Okay so i've been reading my text book and it talks about using the sandwich theorem to compute questions like "limit as x approaches infinity of (sinx/x)" and im not sure of how to used this sandwich theorem because all the book says it the following:
" If f(x) is less than or equal to g(x) which is less than or equal to h(x) for all x in an open interval that contains c (except possibly at c) and the limit as x approaches c of f(x) is equal to the limit as x approaches h(s) equals L then the limit as x approaches c of g(x) equal L..."

Can someone please explain how i use this theorem for the above question, or what kind of steps i need to follow to show this theorem??
Thanks.

 

[galactus]

This example is in most calc books. If you google it you can find it. It is one of the most common examples when demonstrating the Squeeze/Sandwich Theorem

It is based on a unit circle sector. Just google 'squeeze theorem' and I am sure you'll find it.

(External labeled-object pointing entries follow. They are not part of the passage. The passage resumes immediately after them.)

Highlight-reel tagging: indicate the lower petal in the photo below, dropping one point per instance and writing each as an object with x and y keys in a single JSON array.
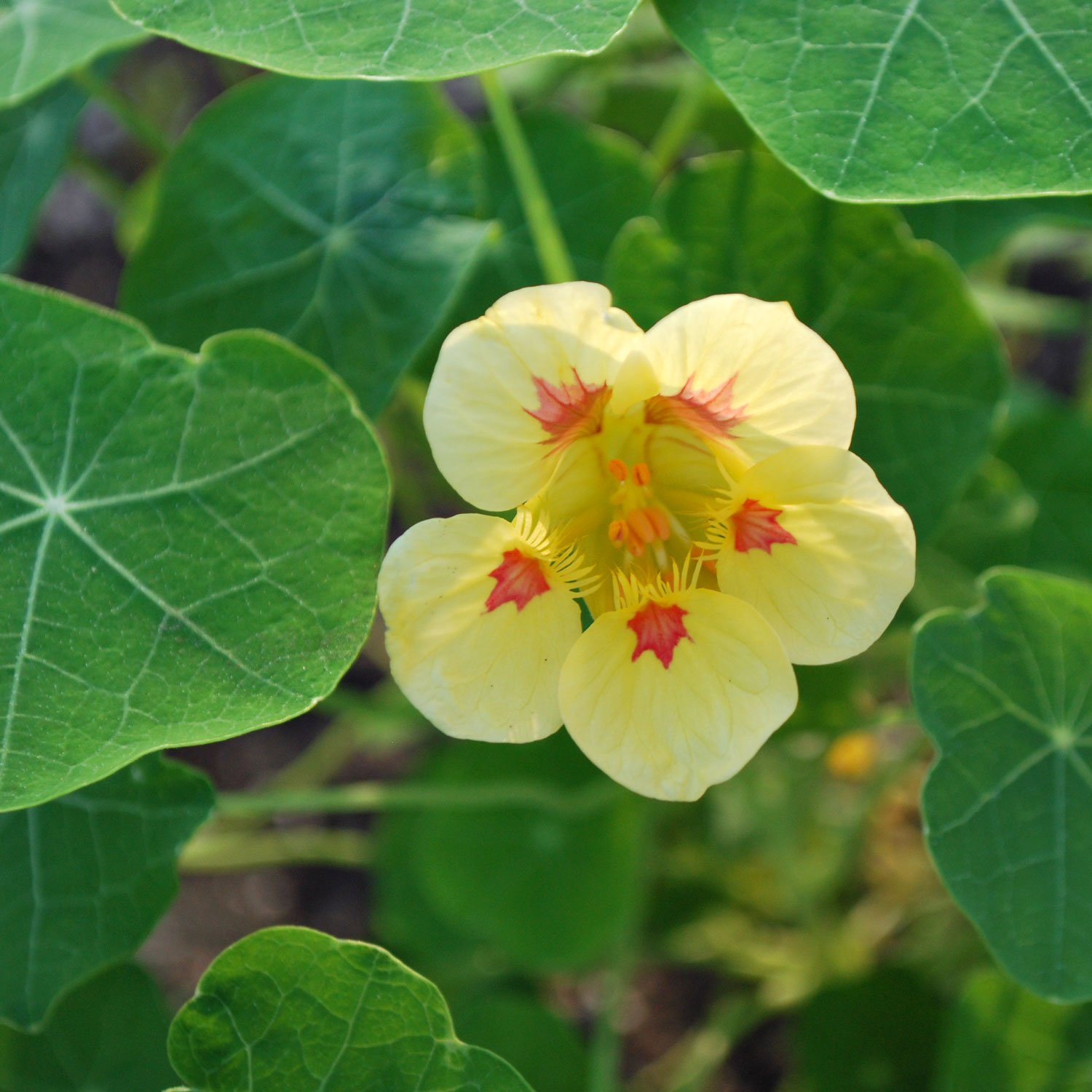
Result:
[
  {"x": 834, "y": 558},
  {"x": 678, "y": 698},
  {"x": 478, "y": 628}
]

EDIT: Oh, you said as x --> infinity, and not 0. OK. Let's do it this way then:

\(\displaystyle \lim_{x\to \infty}\frac{sin(x)}{x}\)

Sine ranges from -1 to 1:

\(\displaystyle -1\leq sin(x)\leq 1\)

Divide by x:

So, \(\displaystyle \frac{-1}{x}\leq \frac{sin(x)}{x}\leq \frac{1}{x}, \;\ x>0\)

But \(\displaystyle \frac{-1}{x} \;\ \text{and} \;\ \frac{1}{x}\to 0 \;\ \text{as} \;\ x\to {\infty}\)

Therefore, \(\displaystyle \lim_{x\to \infty}\frac{sin(x)}{x}=0\)

See?. Since sin(x)/x is Sandwiched between -1/x and 1/x, and since both -1/x and 1/x head toward 0 as x gets larger and larger(limit is unbounded)*, then sin(x)/x must have limit 0 as well.

*I do not like to say "as x approaches infinity". Nothing can approach infinity, though we know what is meant. To say "x approaches infinity" is an 'sloppy' way of putting it. We could say that x increases without bound. See what I mean?.